千葉大学がアステラスとクロスアポイントメント協定書を締結

 国立大学法人千葉大学(千葉市、横手幸太郎 学長は、アステラス製薬株式会社(東京・中央区、岡村直樹 代表取締役社長CEO)と、産学官連携の高度化を実現するため、機関を超えた人材交流を目的とする、クロスアポイントメント協定を締結した。この制度を利用し、同学教員が民間企業に勤務するのは初めてとなる。
 クロスアポイントメント制度とは、研究者等が大学、公的研究機関、企業の中で、二つ以上の機関に雇用されつつ、一定のエフォート管理の下で、それぞれの機関における役割に応じて研究・開発及び教育に従事することを可能にする制度のこと。
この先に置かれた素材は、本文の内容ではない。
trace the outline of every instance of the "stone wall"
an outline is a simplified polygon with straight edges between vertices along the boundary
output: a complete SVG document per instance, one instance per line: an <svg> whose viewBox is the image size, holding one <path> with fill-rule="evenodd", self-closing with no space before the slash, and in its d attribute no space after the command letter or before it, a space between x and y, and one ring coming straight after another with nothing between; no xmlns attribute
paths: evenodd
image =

 この協定の最大の目的は、膜タンパク質の構造解析系をアステラス製薬内に確立し、合理的な化合物デザインを可能にする創薬プラットフォームを構築すること。同学理学研究院に所属する村田 武士教授がアステラス製薬に在籍出向し、同社の研究専門職の一つであるPrincipal Investigator(PI)として、研究に従事する。

■協定締結の背景
 膜タンパク質は、ゲノムにコードされる全タンパク質の30%を占め、シグナル伝達、物質輸送、生体エネルギー産生・変換などの細胞機能において重要な役割を果たしている。同時に、市販の医薬品の60%程度が膜タンパク質に作用することから、創薬においても重要なターゲットとして注目を集めている。しかし、膜タンパク質の多くは安定性が低いため取り扱いが難しく、創薬研究開発のボトルネックとなっていた。

■今後の展望
 今回派遣される村田 武士教授は、長年にわたり膜タンパク質に焦点を当て、研究分野における基盤技術を開発してきた。その熟練した経験に基づく判断があることから、技術移転に際して、直接指導を行う。
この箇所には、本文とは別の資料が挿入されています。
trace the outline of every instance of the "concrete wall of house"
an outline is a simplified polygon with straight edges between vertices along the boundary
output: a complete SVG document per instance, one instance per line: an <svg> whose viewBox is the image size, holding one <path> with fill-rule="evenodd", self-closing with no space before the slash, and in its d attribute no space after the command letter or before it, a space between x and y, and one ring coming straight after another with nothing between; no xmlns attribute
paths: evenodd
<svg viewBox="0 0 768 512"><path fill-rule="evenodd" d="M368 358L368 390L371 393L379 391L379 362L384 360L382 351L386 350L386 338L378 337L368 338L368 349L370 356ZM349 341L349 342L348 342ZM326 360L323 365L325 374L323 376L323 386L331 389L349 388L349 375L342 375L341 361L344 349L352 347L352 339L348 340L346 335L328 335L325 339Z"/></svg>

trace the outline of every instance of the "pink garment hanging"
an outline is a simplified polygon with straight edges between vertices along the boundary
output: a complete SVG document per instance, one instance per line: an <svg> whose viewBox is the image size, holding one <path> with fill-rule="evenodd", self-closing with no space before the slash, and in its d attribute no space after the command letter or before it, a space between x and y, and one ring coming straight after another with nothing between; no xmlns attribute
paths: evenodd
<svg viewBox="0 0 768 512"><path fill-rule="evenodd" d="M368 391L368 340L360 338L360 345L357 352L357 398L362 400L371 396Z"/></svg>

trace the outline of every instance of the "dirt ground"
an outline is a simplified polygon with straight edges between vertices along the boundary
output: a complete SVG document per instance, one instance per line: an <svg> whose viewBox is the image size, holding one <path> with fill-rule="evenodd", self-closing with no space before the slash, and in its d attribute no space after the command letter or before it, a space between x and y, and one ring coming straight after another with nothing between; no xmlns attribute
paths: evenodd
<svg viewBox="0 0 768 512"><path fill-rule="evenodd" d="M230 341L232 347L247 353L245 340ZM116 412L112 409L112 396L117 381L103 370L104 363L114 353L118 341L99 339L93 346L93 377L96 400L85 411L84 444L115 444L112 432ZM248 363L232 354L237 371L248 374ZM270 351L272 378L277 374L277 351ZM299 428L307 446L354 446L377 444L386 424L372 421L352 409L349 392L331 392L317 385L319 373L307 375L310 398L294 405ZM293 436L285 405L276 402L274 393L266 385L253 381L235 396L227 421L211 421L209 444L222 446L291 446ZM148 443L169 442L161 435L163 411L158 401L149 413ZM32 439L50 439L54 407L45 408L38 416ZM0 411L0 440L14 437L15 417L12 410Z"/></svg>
 この制度を通じ、本学においては研究開発分野でのイノベーションの実現に向けた知見やスキルを研究に活用する。同学が保有する膜タンパク質の発現・精製・構造解析技術や理論計算を用いた予測技術と知財を活用し、低分子創薬に貢献していきたいと考える。また、研究分野におけるネットワーク構築や若手の人材育成を行うことを目指す。